It's been a little over a year since Pam posted President Hinckley's quote. Perhpas it was just my expectations coloring my percpetions, but it seemed that shortly thereafter the general level of kindness and respect improved in posts on lds.net.

Real or not, it does seem to me that there has been creep back towards more base forms of communication. Is it just me, or has acerbic comments, and cutting witt - jabs guised as humor - been on the increase? Especially as of late? I know I'm not immune from the creep, and have found a need to check myself. Perhaps it's time for a reevaluation how we all treat our brothers and sisters.

Just my $0.02

[W]e need to be civil in our discourse and respectful in our interactions. This is especially true when we disagree. The Savior taught us to love even our enemies. The vast majority of our members heed this counsel. Yet there are some who feel that venting their personal anger or deeply held opinions is more important than conducting themselves as Jesus Christ lived and taught. I invite each one of us individually to recognize that how we disagree is a real measure of who we are and whether we truly follow the Savior. It is appropriate to disagree, but it is not appropriate to be disagreeable.

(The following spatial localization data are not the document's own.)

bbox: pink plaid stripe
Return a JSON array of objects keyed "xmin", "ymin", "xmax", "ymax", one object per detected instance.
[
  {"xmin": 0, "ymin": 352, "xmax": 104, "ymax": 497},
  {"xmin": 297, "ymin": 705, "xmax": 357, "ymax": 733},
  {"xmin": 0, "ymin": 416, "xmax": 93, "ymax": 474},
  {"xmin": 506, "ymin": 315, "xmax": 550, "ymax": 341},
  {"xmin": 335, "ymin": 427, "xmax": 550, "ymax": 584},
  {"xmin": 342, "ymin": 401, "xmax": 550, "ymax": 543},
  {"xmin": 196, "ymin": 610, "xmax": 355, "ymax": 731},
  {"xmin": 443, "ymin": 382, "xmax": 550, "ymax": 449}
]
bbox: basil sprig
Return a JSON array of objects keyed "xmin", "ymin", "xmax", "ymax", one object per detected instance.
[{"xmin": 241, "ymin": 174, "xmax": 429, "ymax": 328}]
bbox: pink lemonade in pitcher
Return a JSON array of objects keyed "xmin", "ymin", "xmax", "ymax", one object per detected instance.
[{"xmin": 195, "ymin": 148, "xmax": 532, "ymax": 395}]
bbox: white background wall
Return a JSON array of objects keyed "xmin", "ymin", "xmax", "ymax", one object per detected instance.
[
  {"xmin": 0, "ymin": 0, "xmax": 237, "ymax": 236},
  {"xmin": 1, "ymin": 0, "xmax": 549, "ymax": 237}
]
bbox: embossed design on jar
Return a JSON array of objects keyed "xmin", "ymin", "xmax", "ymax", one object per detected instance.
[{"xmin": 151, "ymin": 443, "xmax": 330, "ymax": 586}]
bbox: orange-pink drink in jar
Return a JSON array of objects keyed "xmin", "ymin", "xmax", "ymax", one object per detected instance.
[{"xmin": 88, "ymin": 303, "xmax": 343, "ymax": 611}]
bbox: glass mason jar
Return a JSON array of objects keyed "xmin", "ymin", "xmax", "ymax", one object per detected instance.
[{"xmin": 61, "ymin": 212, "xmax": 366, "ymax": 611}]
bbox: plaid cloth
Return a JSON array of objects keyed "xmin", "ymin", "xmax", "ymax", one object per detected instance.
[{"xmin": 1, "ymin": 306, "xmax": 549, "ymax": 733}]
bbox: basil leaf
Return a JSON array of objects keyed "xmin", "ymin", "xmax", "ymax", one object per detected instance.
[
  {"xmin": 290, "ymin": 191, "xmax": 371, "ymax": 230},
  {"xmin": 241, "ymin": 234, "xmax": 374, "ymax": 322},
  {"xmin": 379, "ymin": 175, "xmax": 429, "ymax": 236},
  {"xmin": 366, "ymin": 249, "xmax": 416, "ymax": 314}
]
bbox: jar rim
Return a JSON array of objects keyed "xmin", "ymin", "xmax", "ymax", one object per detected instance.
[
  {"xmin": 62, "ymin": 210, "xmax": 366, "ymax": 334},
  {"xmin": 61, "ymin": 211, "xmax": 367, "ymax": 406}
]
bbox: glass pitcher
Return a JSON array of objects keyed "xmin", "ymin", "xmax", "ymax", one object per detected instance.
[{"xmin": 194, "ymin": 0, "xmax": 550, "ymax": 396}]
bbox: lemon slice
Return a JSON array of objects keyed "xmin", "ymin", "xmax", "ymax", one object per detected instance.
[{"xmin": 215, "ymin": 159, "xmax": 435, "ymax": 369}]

Elder Quentin L. Cook Of the Quorum of the Twelve Apostles - We Follow Jesus Christ - General Conference, May, 2010

I especially note: "how we disagree is a real measure of who we are and whether we truly follow the Savior". So true! I want to be a better disciple. I want to improve how I correspond when I disagree with someone. If I offend anyone, please let me know via PM that I may know where I need to take corrective action.